The awards recognise farmers who produce the nation’s best milk based on bulk milk cell count (BMCC). Gold Awards recognise the ‘top 100’ dairy farmers nationwide for milk quality, while Silver Awards are given to the top five per cent of producers.
Dairy Australia managing director Dr David Nation congratulated the 2019 winners.
“You can’t achieve an award like this without focus across the year on milk quality. For many farmers, it reflects dedication over many years to get to this level.
These awards recognise the quality and safety of Australian milk that all farmers should take pride in,” Dr Nation said.
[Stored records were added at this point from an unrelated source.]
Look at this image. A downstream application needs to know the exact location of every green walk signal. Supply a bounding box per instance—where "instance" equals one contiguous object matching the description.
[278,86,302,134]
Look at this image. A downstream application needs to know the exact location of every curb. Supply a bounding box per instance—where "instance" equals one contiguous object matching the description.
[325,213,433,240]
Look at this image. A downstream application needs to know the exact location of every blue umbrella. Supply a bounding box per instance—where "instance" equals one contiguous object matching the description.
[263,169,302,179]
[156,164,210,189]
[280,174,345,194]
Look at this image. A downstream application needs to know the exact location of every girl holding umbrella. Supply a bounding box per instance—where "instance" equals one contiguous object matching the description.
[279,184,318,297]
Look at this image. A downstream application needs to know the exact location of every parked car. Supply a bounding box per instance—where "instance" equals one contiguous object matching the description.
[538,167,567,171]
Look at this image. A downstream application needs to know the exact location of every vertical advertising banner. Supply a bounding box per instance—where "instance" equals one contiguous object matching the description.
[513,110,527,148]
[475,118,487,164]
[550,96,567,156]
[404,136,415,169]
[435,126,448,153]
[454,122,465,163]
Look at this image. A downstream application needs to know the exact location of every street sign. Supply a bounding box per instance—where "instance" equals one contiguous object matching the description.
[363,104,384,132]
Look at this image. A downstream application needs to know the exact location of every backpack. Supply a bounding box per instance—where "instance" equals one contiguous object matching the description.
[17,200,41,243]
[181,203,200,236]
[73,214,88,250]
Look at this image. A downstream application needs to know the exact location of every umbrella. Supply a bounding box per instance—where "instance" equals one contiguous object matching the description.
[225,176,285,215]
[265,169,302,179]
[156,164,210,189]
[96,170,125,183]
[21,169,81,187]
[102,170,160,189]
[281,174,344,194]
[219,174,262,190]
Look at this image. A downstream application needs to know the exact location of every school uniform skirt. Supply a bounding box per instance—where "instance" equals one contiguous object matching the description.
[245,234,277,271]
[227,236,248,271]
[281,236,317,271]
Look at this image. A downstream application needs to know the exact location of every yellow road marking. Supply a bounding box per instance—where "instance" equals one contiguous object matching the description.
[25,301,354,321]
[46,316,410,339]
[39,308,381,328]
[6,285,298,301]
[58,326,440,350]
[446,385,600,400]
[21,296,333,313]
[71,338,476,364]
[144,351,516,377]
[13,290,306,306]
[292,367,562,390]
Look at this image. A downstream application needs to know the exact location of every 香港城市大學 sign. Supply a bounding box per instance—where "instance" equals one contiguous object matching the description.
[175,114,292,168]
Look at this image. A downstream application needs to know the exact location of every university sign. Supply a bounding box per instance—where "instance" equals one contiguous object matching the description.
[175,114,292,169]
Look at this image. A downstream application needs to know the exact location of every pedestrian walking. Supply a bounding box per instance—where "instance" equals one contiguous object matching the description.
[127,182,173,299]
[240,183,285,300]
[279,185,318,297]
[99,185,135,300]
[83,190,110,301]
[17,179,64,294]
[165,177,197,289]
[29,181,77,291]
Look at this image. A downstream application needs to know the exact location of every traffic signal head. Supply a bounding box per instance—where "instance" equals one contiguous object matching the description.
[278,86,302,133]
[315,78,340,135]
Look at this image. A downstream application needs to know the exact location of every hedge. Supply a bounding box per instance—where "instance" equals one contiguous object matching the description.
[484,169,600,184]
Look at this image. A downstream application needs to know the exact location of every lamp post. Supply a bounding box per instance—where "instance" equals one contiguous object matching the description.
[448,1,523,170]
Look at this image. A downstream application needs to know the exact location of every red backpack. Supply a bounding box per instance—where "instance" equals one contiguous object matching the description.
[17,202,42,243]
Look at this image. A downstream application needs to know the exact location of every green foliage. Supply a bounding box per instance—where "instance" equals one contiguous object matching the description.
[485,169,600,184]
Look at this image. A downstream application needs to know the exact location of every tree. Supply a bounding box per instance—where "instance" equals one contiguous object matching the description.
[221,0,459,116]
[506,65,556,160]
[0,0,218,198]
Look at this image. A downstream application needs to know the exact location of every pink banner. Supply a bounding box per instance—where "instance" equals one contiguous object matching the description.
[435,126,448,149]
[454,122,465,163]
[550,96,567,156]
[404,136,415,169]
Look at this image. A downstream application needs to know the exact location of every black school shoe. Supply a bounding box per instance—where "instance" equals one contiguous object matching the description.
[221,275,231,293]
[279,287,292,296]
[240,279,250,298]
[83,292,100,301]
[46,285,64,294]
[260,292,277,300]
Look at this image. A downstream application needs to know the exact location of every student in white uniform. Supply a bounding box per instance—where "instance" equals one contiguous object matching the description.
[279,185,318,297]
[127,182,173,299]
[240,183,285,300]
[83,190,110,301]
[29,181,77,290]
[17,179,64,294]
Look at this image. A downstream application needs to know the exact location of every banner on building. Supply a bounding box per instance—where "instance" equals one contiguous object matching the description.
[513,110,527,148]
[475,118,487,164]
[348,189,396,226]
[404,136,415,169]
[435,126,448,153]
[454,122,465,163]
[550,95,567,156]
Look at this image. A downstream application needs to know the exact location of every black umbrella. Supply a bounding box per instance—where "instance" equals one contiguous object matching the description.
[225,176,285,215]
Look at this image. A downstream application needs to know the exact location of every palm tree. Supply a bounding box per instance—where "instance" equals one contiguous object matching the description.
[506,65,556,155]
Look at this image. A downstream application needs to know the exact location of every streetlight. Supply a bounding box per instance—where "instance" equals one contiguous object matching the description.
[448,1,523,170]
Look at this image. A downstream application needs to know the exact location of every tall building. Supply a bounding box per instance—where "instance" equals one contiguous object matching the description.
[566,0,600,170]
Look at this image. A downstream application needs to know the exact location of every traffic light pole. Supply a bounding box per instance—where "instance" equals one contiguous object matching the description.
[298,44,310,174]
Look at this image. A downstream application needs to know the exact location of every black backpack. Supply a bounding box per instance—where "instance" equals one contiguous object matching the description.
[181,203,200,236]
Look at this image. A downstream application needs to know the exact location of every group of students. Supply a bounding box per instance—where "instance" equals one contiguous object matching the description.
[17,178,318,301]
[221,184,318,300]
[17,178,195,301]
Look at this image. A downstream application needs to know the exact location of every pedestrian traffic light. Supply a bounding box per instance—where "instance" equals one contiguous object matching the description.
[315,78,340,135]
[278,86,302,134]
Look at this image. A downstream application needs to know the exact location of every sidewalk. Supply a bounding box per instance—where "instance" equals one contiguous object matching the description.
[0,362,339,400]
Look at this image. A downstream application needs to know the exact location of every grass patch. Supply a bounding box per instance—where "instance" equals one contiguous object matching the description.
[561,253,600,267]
A focus on a low BMCC in milk production helps farmers prevent mastitis in their herd and can boost profitability, as producers are often paid a premium for qualifying milk by dairy processors.
Dairy Australia analysis has found that a farmer milking 300 cows who lowers their BMCC from 300,000 to 200,000 would be financially better off to the tune of $35,700 per year.
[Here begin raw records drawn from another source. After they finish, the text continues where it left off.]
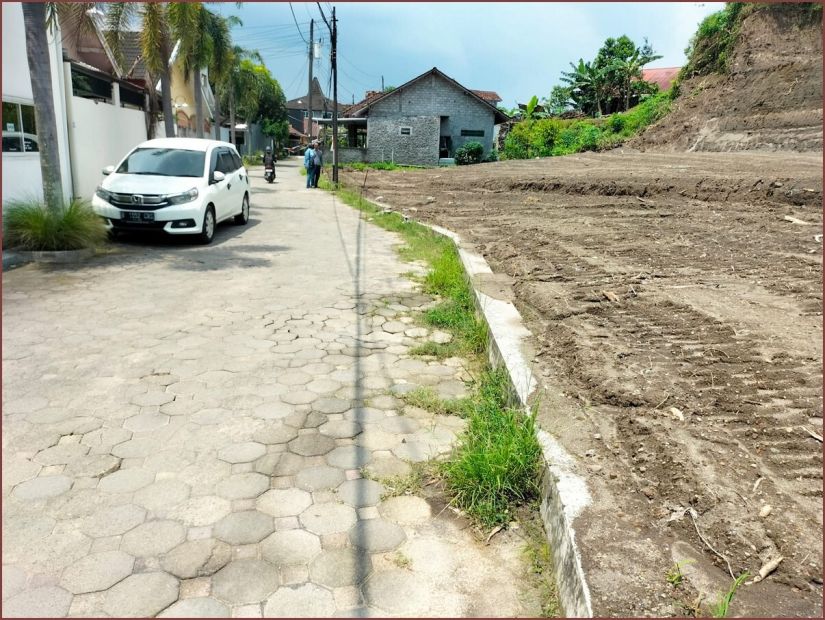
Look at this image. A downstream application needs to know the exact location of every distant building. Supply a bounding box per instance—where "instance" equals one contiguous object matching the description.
[286,78,346,139]
[315,67,509,166]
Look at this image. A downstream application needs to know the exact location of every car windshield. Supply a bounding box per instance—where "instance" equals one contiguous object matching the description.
[117,148,206,177]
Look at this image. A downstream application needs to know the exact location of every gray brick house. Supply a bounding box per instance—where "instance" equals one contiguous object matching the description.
[317,67,509,166]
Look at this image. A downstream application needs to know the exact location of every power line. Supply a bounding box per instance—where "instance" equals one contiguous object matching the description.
[289,2,309,45]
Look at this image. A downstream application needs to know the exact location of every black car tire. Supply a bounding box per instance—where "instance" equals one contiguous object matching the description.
[198,205,217,245]
[235,194,249,226]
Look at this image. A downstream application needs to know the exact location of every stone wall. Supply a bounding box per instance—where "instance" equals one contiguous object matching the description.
[367,116,439,166]
[368,75,495,165]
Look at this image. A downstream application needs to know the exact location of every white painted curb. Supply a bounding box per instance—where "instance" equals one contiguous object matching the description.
[425,224,593,618]
[369,200,593,618]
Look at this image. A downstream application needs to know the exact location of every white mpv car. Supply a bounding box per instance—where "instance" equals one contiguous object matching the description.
[92,138,249,243]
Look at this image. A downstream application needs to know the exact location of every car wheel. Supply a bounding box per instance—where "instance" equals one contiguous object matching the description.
[198,205,215,245]
[235,194,249,226]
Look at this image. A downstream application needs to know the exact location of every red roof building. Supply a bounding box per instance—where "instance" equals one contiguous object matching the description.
[642,67,682,91]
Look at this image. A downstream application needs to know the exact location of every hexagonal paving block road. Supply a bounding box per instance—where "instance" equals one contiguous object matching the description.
[3,161,538,617]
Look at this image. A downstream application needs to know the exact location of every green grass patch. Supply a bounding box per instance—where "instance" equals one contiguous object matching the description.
[711,571,750,618]
[502,91,674,159]
[322,179,542,527]
[399,387,473,417]
[410,340,459,360]
[519,505,563,618]
[3,200,107,252]
[441,371,542,528]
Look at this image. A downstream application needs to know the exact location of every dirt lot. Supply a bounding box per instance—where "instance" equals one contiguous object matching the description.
[342,151,823,616]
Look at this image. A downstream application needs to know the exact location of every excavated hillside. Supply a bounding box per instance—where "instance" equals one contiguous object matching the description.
[629,5,822,152]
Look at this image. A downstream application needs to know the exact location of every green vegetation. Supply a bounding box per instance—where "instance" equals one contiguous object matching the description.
[323,180,542,527]
[455,142,484,166]
[679,2,755,80]
[399,387,473,417]
[711,571,750,618]
[3,200,106,251]
[520,505,562,618]
[679,2,822,81]
[330,161,414,170]
[441,371,542,528]
[501,91,672,159]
Dr Nation said Dairy Australia supports farmers to build their skills through its network of eight Regional Development Programs around the country, which run workshops and events to assist farmers to upskill themselves and their farm workers.
“Dairy farmers can improve milk quality by attending training courses nationwide, available through our Regional Development Programs,” Dr Nation said.
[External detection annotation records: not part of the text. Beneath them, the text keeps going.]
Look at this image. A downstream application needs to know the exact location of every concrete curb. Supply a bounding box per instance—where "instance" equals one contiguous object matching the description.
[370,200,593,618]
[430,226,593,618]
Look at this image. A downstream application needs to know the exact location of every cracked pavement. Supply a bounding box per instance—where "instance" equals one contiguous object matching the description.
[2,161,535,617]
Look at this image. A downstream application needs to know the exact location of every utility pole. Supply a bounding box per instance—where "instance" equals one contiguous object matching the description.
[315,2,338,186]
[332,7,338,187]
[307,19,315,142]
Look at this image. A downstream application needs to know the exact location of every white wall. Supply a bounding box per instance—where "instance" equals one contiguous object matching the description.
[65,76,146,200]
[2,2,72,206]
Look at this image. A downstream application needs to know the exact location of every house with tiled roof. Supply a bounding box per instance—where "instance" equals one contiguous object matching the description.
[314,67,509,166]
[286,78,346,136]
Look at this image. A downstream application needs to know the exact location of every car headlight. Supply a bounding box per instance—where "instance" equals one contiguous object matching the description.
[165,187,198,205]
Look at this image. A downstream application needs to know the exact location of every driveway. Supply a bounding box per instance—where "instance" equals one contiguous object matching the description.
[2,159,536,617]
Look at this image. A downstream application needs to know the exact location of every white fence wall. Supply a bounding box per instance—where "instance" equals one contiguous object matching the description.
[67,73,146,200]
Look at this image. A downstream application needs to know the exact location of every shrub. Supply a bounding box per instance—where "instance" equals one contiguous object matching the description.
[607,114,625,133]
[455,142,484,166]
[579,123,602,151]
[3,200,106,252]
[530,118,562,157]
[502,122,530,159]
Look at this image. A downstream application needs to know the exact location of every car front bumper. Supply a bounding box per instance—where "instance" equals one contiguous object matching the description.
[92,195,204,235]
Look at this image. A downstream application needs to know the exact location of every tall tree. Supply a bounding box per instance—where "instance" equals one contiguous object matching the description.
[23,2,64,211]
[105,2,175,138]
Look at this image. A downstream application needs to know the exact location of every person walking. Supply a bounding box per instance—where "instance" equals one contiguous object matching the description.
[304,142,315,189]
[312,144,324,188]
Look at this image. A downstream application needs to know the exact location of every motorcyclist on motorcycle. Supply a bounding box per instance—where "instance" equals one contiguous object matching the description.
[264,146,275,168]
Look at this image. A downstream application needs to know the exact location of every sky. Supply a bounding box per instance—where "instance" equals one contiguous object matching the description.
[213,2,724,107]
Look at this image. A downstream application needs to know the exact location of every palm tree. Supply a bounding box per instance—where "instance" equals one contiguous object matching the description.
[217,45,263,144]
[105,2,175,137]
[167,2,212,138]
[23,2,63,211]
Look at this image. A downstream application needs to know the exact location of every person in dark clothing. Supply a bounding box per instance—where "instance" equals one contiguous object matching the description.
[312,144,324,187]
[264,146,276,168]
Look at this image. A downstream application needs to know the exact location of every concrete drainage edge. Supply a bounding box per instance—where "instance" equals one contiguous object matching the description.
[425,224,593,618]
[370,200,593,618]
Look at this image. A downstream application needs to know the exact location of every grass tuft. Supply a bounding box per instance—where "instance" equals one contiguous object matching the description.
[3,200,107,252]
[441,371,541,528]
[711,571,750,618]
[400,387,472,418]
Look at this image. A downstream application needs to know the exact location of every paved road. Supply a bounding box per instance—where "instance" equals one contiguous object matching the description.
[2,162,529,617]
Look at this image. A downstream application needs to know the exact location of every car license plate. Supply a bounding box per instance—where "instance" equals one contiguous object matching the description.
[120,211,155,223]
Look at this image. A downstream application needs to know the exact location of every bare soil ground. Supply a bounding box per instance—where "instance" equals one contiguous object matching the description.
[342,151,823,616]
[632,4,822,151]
“Farmers can also access a range of resources online to improve their milk quality by visiting Dairy Australia’s website and using services like DataGene.”
Data for the Milk Quality Awards is supplied to Dairy Australia by dairy companies across the country.
To be eligible, dairy farms must have data for a minimum of nine months in a calendar year. Monthly averages are then used to calculate the annual average BMCC for each farm.